Long Data: Predicting Solar Storms

As Samuel Arbesman’s recent article on Long Data might suggest, all the data in the world on the Sun’s activities today can’t tell us what it will do tomorrow. But careful observation over the last several centuries has allowed us to develop a predictive understanding of the patterns in solar storm activity.  This collection of long data and the insights it provides won’t guarantee you only see ads that are relevant to you, but it does keep our global electrical and telecommunications infrastructure running.

Long Now intern Sandy Curth writes:

Researchers at NASA’s Marshall Space Flight Center recently posted their solar cycle predictions for 02013. This coming fall is predicted to be the peak of the twenty-fourth 11- year sunspot cycle on record. Though that might sound scary, this peak is actually anticipated to be the lowest since 01906. While the expected solar activity and its impacts for this year aren’t likely to break many records, the source of these predictions is an exceptional example of long term thinking with data stretching back over 350 years.

Since the start of the 18th century, astronomers have been consistently noting the number of spots on the sun, with records of sunspot observation dating back to 364BCE in the star catalogue of Chinese astronomer Gan De. Belgium’s Solar Influences Data Analysis Center offer sunspot data yearly from 01700, monthly from 01750 and daily beginning in 01874. Modern solar predictions are created by analyzing trends in this data and measuring activity in the Earths magnetic field caused by the sun.

NASA solar physicist Dr. David Hathaway explains the details:

A number of techniques are used to predict the amplitude of a cycle during the time near and before sunspot minimum. Relationships have been found between the size of the next cycle maximum and the length of the previous cycle, the level of activity at sunspot minimum, and the size of the previous cycle.

Among the most reliable techniques are those that use the measurements of changes in the Earth’s magnetic field at, and before, sunspot minimum. These changes in the Earth’s magnetic field are known to be caused by solar storms but the precise connections between them and future solar activity levels is still uncertain.

Another indicator of the level of solar activity is the flux of radio emission from the Sun at a wavelength of 10.7 cm (2.8 GHz frequency). This flux has been measured daily since 1947. It is an important indicator of solar activity because it tends to follow the changes in the solar ultraviolet that influence the Earth’s upper atmosphere and ionosphere. Many models of the upper atmosphere use the 10.7 cm flux (F10.7) as input to determine atmospheric densities and satellite drag.

Predicting the behavior of a sunspot cycle is fairly reliable once the cycle is well underway (about 3 years after the minimum in sunspot number occurs [see Hathaway, Wilson, and Reichmann Solar Physics; 151, 177 (1994)]). Prior to that time the predictions are less reliable but nonetheless equally as important. Planning for satellite orbits and space missions often require knowledge of solar activity levels years in advance.
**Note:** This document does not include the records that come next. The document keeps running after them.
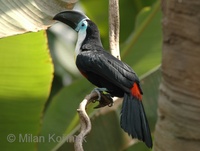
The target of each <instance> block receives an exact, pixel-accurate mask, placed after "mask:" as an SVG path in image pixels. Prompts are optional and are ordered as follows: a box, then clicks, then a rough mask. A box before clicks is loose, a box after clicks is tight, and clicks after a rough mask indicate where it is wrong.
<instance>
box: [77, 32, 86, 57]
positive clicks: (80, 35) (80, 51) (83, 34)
mask: <svg viewBox="0 0 200 151" xmlns="http://www.w3.org/2000/svg"><path fill="white" fill-rule="evenodd" d="M85 37H86V30H79V32H78V40H77V42H76V48H75V55H76V56H77V55H78V54H79V53H80V52H81V50H80V49H81V45H82V43H83V41H84V39H85Z"/></svg>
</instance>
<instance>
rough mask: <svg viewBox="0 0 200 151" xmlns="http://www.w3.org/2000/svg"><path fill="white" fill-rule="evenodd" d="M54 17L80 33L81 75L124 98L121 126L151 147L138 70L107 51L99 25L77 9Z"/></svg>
mask: <svg viewBox="0 0 200 151" xmlns="http://www.w3.org/2000/svg"><path fill="white" fill-rule="evenodd" d="M54 20H58V21H60V22H63V23H64V24H67V25H68V26H70V27H71V28H73V29H74V30H75V31H76V32H78V40H77V43H76V47H75V53H76V65H77V68H78V69H79V71H80V72H81V74H82V75H83V76H84V77H85V78H87V80H89V81H90V82H91V83H92V84H94V85H96V86H97V87H98V88H99V89H98V90H99V91H106V92H107V93H109V94H110V95H111V96H117V97H124V99H123V104H122V110H121V119H120V125H121V128H122V129H123V130H124V131H125V132H127V133H128V134H129V135H130V136H131V137H132V138H137V139H139V140H141V141H143V142H145V144H146V145H147V146H148V147H150V148H152V139H151V133H150V129H149V125H148V121H147V118H146V115H145V111H144V107H143V104H142V94H143V92H142V89H141V86H140V81H139V79H138V77H137V75H136V73H135V72H134V71H133V70H132V68H131V67H130V66H128V65H127V64H126V63H124V62H122V61H120V60H118V59H117V58H115V57H114V56H112V55H111V54H110V53H108V52H107V51H105V50H104V48H103V46H102V43H101V40H100V34H99V30H98V28H97V26H96V25H95V23H94V22H92V21H91V20H90V19H89V18H88V17H87V16H85V15H84V14H82V13H80V12H77V11H65V12H61V13H59V14H57V15H56V16H55V17H54Z"/></svg>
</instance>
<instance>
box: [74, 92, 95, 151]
mask: <svg viewBox="0 0 200 151" xmlns="http://www.w3.org/2000/svg"><path fill="white" fill-rule="evenodd" d="M97 98H98V94H97V93H96V92H95V91H93V92H92V93H90V94H89V95H87V96H86V97H85V99H84V100H83V101H82V102H81V103H80V105H79V108H78V109H77V112H78V114H79V117H80V125H81V132H80V133H79V135H78V136H76V140H75V142H74V149H75V151H83V145H82V143H83V141H84V138H85V136H86V135H87V134H88V133H89V132H90V130H91V128H92V126H91V121H90V118H89V116H88V115H87V113H86V111H85V109H86V107H87V104H89V103H90V102H92V101H94V100H95V99H97Z"/></svg>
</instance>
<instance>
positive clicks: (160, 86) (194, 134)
mask: <svg viewBox="0 0 200 151" xmlns="http://www.w3.org/2000/svg"><path fill="white" fill-rule="evenodd" d="M162 10H163V21H162V25H163V53H162V55H163V58H162V82H161V85H160V96H159V100H158V105H159V108H158V115H159V119H158V121H157V124H156V131H155V143H154V150H155V151H187V150H191V151H199V150H200V1H199V0H162Z"/></svg>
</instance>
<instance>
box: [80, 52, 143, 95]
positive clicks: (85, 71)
mask: <svg viewBox="0 0 200 151" xmlns="http://www.w3.org/2000/svg"><path fill="white" fill-rule="evenodd" d="M76 64H77V67H78V68H79V70H81V71H82V72H85V73H86V72H93V73H95V74H97V75H99V76H101V77H103V78H105V79H107V80H108V81H110V82H112V83H113V84H115V85H116V86H118V87H120V88H122V89H124V90H125V91H128V90H129V89H130V88H132V87H133V83H134V82H136V83H138V84H139V79H138V77H137V75H136V74H135V72H134V71H133V70H132V69H131V67H130V66H128V65H127V64H125V63H123V62H122V61H120V60H118V59H117V58H115V57H114V56H112V55H111V54H110V53H108V52H106V51H104V50H100V51H98V50H91V51H90V50H89V51H88V50H87V51H82V52H81V53H80V54H79V55H78V56H77V59H76ZM140 89H141V88H140ZM140 91H141V93H142V90H140Z"/></svg>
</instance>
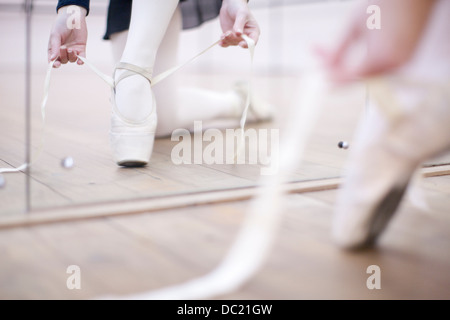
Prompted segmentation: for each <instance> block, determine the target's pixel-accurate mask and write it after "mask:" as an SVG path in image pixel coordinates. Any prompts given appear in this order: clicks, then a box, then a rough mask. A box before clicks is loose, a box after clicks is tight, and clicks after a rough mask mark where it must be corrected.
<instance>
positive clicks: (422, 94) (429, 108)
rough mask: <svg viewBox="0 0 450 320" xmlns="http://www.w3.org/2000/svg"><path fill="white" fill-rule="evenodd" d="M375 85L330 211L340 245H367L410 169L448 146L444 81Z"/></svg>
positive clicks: (445, 87)
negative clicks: (417, 84)
mask: <svg viewBox="0 0 450 320" xmlns="http://www.w3.org/2000/svg"><path fill="white" fill-rule="evenodd" d="M377 88H378V89H376V88H375V89H376V90H375V91H378V92H377V93H376V94H375V95H374V97H373V100H375V101H376V103H377V105H376V106H374V107H373V108H371V109H370V111H371V112H372V113H371V114H370V115H368V116H367V118H366V119H367V121H364V122H363V123H361V124H360V127H359V129H358V130H357V134H356V141H354V143H353V146H352V147H351V149H350V150H351V151H350V157H349V160H348V162H347V165H346V170H345V174H344V183H343V185H342V186H341V188H340V189H339V190H338V196H337V201H336V206H335V211H334V213H333V222H332V238H333V240H334V242H335V243H336V244H337V245H339V246H340V247H342V248H344V249H350V250H357V249H363V248H367V247H370V246H373V245H374V244H375V243H376V241H377V239H378V238H379V236H380V235H381V234H382V233H383V231H384V230H385V229H386V228H387V226H388V225H389V222H390V221H391V218H392V217H393V215H394V214H395V212H396V211H397V209H398V207H399V205H400V204H401V201H402V199H403V197H404V194H405V191H406V190H407V187H408V184H409V181H410V180H411V179H412V177H413V176H414V174H415V172H416V170H417V169H418V168H420V166H421V164H422V163H423V162H424V161H426V160H428V159H430V158H431V157H434V156H437V155H439V154H441V153H443V152H445V151H448V150H449V149H450V126H449V125H448V124H449V123H450V90H449V89H450V86H449V85H446V86H434V85H415V84H411V83H407V82H405V83H401V82H400V85H399V83H398V81H396V82H392V83H390V82H389V81H386V82H384V83H382V84H380V85H379V84H377ZM371 89H372V88H371ZM387 89H388V90H387ZM394 92H395V94H394ZM380 93H381V94H380Z"/></svg>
Even though many of the Sun’s systems are still a mystery, scientists are able to predict its activity well enough to keep our communication satellites on track and give us time to prepare for powerful geomagnetic storms that can black out whole cities.

The first solar storm recorded was in September of 01859 and reportedly caused major failures in the world’s developing telegraph system and auroras as far south as the Caribbean. More recently, a less severe storm in 01989 left six million Canadians without power for nine hours. Predicting the next major solar event is becoming as important to maintaining our infrastructure as predicting the next hurricane.

Taking the past seriously is a clear route to a good prediction, but having the presence of mind to collect seemingly useless data to make predictions easier for future thinkers is worth contemplating. Astronomers centuries ago did not have tangible applications for the data they recorded on the sun. Luckily, though, they took the time to carefully collect and compile what they could see so that today, as scientists realize the potentially devastating impact of a severe solar storm, their data becomes priceless.